Some years later, on foot, deep into the untouristed heart of India:

I threaded my way in the scorching heat amid endless toiling of motor workers, food vendors, bundle haulers, cart pushers, brick stackers, bare-footed women working the roads wearing saris and carrying loads of dirt and rubble in pans perched atop of their heads, and often with a baby riding on their hip.

However I was the curiosity as I gave them a moment’s pause in their repetitive lives to gaze upon me in bewilderment as I passed by. I could read the questions on their faces: why wasn’t I, the white American, finely dressed and riding in a car? Why was I eating so poorly and sleeping beside the road? Why was I here in the first place? Indeed. Why was I, the rich American, poorer than they? Why had I been touched by this madness of the wandering mendicant? For what gain am I subjecting myself to all this misery?

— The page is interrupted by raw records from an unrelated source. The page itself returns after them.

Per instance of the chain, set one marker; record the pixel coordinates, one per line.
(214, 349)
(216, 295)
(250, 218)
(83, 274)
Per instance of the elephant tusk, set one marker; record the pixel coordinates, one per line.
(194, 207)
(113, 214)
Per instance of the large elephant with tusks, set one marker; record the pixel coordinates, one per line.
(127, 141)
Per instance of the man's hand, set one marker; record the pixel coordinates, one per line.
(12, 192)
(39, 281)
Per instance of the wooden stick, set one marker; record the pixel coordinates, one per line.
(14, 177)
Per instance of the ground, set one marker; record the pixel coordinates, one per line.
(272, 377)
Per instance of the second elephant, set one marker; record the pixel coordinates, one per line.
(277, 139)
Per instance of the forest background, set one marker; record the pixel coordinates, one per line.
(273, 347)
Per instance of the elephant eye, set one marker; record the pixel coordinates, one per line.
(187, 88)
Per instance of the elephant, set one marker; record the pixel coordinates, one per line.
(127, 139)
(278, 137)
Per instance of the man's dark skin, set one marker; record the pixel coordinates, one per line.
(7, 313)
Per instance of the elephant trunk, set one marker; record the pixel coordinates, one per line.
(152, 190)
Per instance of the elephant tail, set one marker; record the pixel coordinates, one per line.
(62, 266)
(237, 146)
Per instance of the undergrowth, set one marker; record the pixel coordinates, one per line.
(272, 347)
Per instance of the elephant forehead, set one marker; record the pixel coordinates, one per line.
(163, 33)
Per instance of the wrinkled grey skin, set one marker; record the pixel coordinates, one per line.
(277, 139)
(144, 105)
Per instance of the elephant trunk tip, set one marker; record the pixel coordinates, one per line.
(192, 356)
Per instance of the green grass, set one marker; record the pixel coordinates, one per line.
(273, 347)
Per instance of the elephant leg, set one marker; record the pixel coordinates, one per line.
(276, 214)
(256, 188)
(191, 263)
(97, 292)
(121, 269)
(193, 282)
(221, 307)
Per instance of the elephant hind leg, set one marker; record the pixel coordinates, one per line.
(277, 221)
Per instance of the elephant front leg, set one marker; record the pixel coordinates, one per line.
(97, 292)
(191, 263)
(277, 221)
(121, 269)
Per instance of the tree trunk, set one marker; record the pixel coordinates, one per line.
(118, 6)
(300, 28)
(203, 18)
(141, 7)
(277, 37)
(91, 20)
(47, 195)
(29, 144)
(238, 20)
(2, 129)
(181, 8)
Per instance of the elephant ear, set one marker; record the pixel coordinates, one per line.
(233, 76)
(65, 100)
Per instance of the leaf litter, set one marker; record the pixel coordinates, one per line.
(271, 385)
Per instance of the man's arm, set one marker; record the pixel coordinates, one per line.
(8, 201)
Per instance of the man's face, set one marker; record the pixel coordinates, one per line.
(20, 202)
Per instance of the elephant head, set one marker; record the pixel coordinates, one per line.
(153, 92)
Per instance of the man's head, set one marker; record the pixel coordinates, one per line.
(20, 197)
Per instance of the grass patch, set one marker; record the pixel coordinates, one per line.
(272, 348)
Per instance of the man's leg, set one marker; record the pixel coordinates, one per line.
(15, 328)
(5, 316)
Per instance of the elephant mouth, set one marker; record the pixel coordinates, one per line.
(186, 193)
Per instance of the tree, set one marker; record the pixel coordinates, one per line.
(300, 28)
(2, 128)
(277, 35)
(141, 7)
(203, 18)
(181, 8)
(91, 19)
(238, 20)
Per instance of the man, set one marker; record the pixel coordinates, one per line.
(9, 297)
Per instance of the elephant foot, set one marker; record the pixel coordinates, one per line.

In my heart of hearts I know that it’s precisely this lack of normality that is permitting me to view these cross-sections of the world’s humanity. I’ve allowed myself to be stripped of all the defenses that keep me apart from it, and yet I’m not a part of it, but I’m seeing it as closely as I can, and meeting it on its own terms.

At the end of the journey, flying out of Kathmandu, having had ten years of fantastic adventure and having met the woman who would be my wife and mother of our sons, I reflect:

Whatever our belief-systems may be, this god or that, or no god at all—we are each on our own. Our decisions make us the sole arbiter of our own fortune or fate, and we begin with ourselves and those around us. It’s up to each of us to do our honest best for others, and to do our best to be honest with ourselves.

Ultimately, we will be compelled to our destinies by our level of mind, so if we can strive to reach for the highest—to simply recognize the indwelling sacred essence of all beings and all things—to follow the path of introspection that brings us to personal responsibility, to curiosity, amazement, gratitude and a deep appreciation of the miracle that is life—then we will be on the path of dharma, of universal truths.

My understanding of enlightenment—that clichéd and perhaps overworked term of the day—means to me above all that true happiness comes from the light of a caring heart, that the opened heart of love is the heart of all. It’s the doorway through which all else becomes possible, and like the seashore with its sand, the dharma road will never end.